""" This score scores a given claim by how much confidence boost stating that claim
explicitly gives to UNLI being able to hypothetically predict the claim. """

from dataclasses import dataclass, field
import string
import ujson as json
from typing import Text, Dict, List, Union, Optional
import numpy as np
from overrides import overrides
from ..entailer.entailer import Entailer, EntailerInstance
from ..utils.instances import ScorerInstance
from .scorer import Scorer


@Scorer.register("unli-confidence-boost")
class UNLIConfidenceBoostScorer(Scorer):
    """1 - p(claim | bleached_context)"""

    __NAME__ = "unli-confidence-boost"

    def __init__(
        self,
        bleached_templates: List[Text],
        entailer: Entailer,
        cap_entailer: Optional[Entailer] = None,
        epsilon: float = 1e-3,
    ):
        """We don't explicitly require the entailer to
        be soft, but practically people should always use a
        soft entailer for proper tie-breaking.
        """

        super().__init__()
        
        self._bleached_templates = bleached_templates
        self._entailer = entailer
        self._cap_entailer = cap_entailer
        self._epsilon = epsilon

    @overrides
    def _score(self, instance: ScorerInstance) -> Dict[Text, Union[Text, float]]:
        """Here the scorer will score the instance into
        result dict
        """

        bleached_context = [bt.format(topic=instance.topic) for bt in self._bleached_templates]

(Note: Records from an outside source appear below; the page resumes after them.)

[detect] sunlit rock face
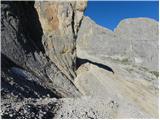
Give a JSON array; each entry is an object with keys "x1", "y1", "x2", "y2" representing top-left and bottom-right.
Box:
[
  {"x1": 115, "y1": 18, "x2": 158, "y2": 71},
  {"x1": 76, "y1": 16, "x2": 158, "y2": 118},
  {"x1": 77, "y1": 17, "x2": 158, "y2": 71},
  {"x1": 35, "y1": 1, "x2": 87, "y2": 81}
]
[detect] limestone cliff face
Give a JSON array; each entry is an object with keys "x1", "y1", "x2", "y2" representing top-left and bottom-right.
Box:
[{"x1": 35, "y1": 1, "x2": 87, "y2": 80}]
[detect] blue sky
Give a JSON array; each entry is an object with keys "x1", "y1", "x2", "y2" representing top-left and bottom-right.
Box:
[{"x1": 84, "y1": 1, "x2": 159, "y2": 30}]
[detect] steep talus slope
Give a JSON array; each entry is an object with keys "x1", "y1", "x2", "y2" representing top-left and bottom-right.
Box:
[
  {"x1": 1, "y1": 1, "x2": 159, "y2": 119},
  {"x1": 53, "y1": 97, "x2": 119, "y2": 119}
]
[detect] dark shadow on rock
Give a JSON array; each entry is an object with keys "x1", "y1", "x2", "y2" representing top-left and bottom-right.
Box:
[
  {"x1": 1, "y1": 53, "x2": 23, "y2": 71},
  {"x1": 1, "y1": 71, "x2": 61, "y2": 99},
  {"x1": 1, "y1": 1, "x2": 44, "y2": 54},
  {"x1": 76, "y1": 58, "x2": 114, "y2": 74},
  {"x1": 10, "y1": 70, "x2": 60, "y2": 98},
  {"x1": 17, "y1": 1, "x2": 45, "y2": 54},
  {"x1": 1, "y1": 102, "x2": 56, "y2": 119},
  {"x1": 1, "y1": 53, "x2": 60, "y2": 99}
]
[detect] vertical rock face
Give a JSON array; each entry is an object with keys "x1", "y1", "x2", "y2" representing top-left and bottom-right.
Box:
[
  {"x1": 1, "y1": 1, "x2": 87, "y2": 98},
  {"x1": 35, "y1": 1, "x2": 87, "y2": 81},
  {"x1": 1, "y1": 1, "x2": 43, "y2": 68}
]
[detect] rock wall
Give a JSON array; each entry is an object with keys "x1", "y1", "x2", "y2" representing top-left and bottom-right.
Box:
[
  {"x1": 1, "y1": 1, "x2": 87, "y2": 98},
  {"x1": 75, "y1": 16, "x2": 158, "y2": 118},
  {"x1": 77, "y1": 17, "x2": 158, "y2": 71},
  {"x1": 115, "y1": 18, "x2": 158, "y2": 71},
  {"x1": 35, "y1": 1, "x2": 87, "y2": 80}
]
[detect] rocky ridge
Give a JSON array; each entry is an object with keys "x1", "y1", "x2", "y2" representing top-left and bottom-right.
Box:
[{"x1": 77, "y1": 16, "x2": 158, "y2": 71}]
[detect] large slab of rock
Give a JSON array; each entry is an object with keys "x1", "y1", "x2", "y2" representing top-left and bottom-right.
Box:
[
  {"x1": 77, "y1": 17, "x2": 158, "y2": 71},
  {"x1": 75, "y1": 60, "x2": 158, "y2": 118},
  {"x1": 35, "y1": 1, "x2": 87, "y2": 80}
]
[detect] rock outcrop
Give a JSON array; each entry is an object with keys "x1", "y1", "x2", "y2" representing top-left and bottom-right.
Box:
[
  {"x1": 35, "y1": 1, "x2": 87, "y2": 80},
  {"x1": 1, "y1": 1, "x2": 86, "y2": 100},
  {"x1": 75, "y1": 16, "x2": 159, "y2": 118},
  {"x1": 77, "y1": 17, "x2": 158, "y2": 71}
]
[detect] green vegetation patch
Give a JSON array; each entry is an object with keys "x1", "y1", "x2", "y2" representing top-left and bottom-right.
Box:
[
  {"x1": 150, "y1": 71, "x2": 159, "y2": 78},
  {"x1": 111, "y1": 57, "x2": 130, "y2": 65}
]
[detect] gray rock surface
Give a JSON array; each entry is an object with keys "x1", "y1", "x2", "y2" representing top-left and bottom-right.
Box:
[
  {"x1": 76, "y1": 16, "x2": 159, "y2": 118},
  {"x1": 1, "y1": 97, "x2": 118, "y2": 119},
  {"x1": 1, "y1": 1, "x2": 82, "y2": 99},
  {"x1": 77, "y1": 17, "x2": 158, "y2": 71},
  {"x1": 54, "y1": 97, "x2": 119, "y2": 119},
  {"x1": 1, "y1": 98, "x2": 58, "y2": 119},
  {"x1": 35, "y1": 1, "x2": 87, "y2": 80},
  {"x1": 75, "y1": 60, "x2": 158, "y2": 118}
]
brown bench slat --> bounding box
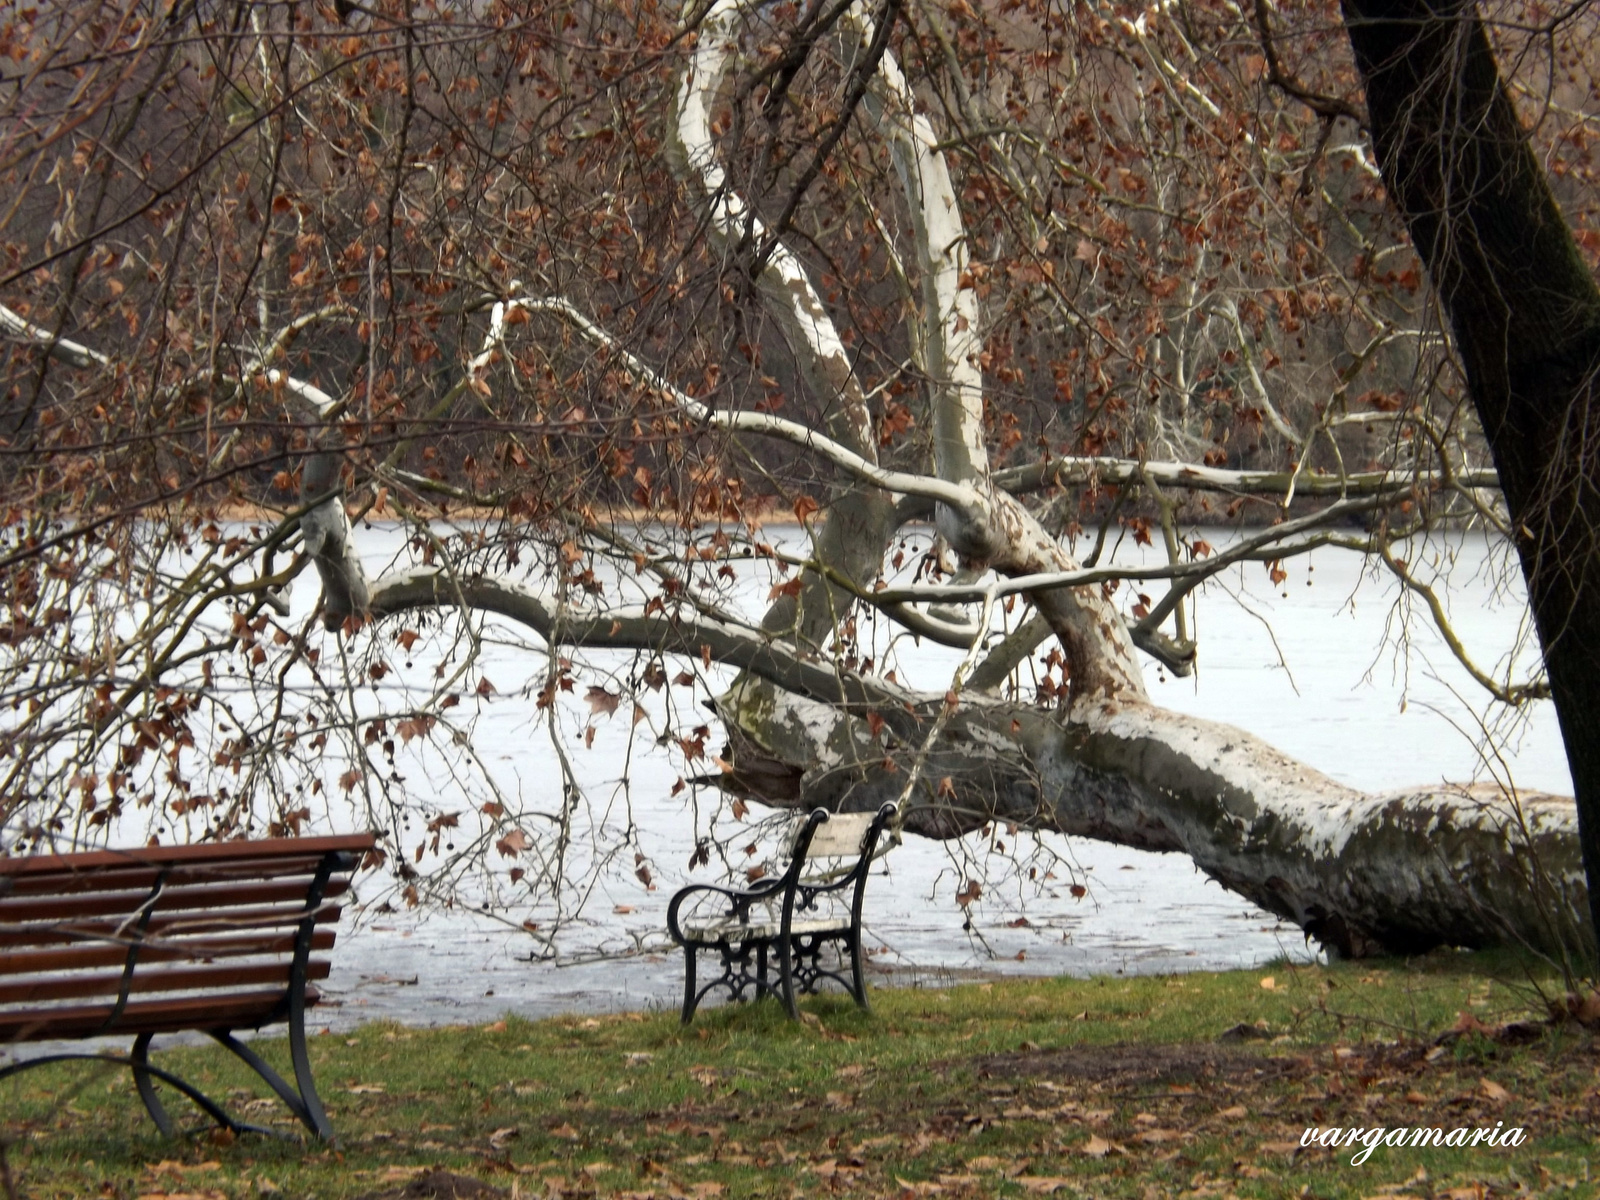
[0,901,344,948]
[0,987,319,1041]
[0,876,351,923]
[0,959,331,1005]
[0,928,338,976]
[0,855,341,897]
[0,835,375,878]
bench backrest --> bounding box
[776,805,897,920]
[0,834,373,1041]
[799,810,882,860]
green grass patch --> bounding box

        # pair each bleached_context with the claim
        # and score each pair

        inputs = [
            EntailerInstance(premise=bc, hypothesis=instance.text)
            for bc in bleached_context
        ]

        scores = self._entailer(inputs)
        # Adding lowerbound to cap_score to avoid log(0)
        score = max(*scores, self._epsilon)

        cap_entailer_outputs = {}

        if self._cap_entailer is not None:
            # if cap_score == 1, then the claim needs to be
            # capped regardless of the score
            cap_scores = self._cap_entailer(inputs)
            cap_score = max(cap_scores)
            score = max(score, cap_score)

            cap_entailer_outputs["cap_scores"] = cap_scores

        # Zhengping 05/24/2025: Use - log(score) to align with CPMI
        parsed_score = (- np.log(score) - self._epsilon).item()

        return {
            "premises": bleached_context,
            "hypothesis": instance.text,
            "parsed": parsed_score,
            "scores": scores,
            **cap_entailer_outputs,
        }

    @overrides
    def _batch_score(
        self, instances: List[ScorerInstance]
    ) -> List[Dict[Text, Text | float]]:
        """Run scores in batch."""
        
        inputs = [
            EntailerInstance(premise=bt.format(topic=instance.topic), hypothesis=instance.text)
            for instance in instances
            for bt in self._bleached_templates
        ]

        all_scores = self._entailer(inputs)
        all_scores = [
            all_scores[
                i * len(self._bleached_templates) : (i + 1) * len(self._bleached_templates)
            ]
            for i in range(len(instances))
        ]

        all_cap_entailer_outputs = [{}] * len(instances)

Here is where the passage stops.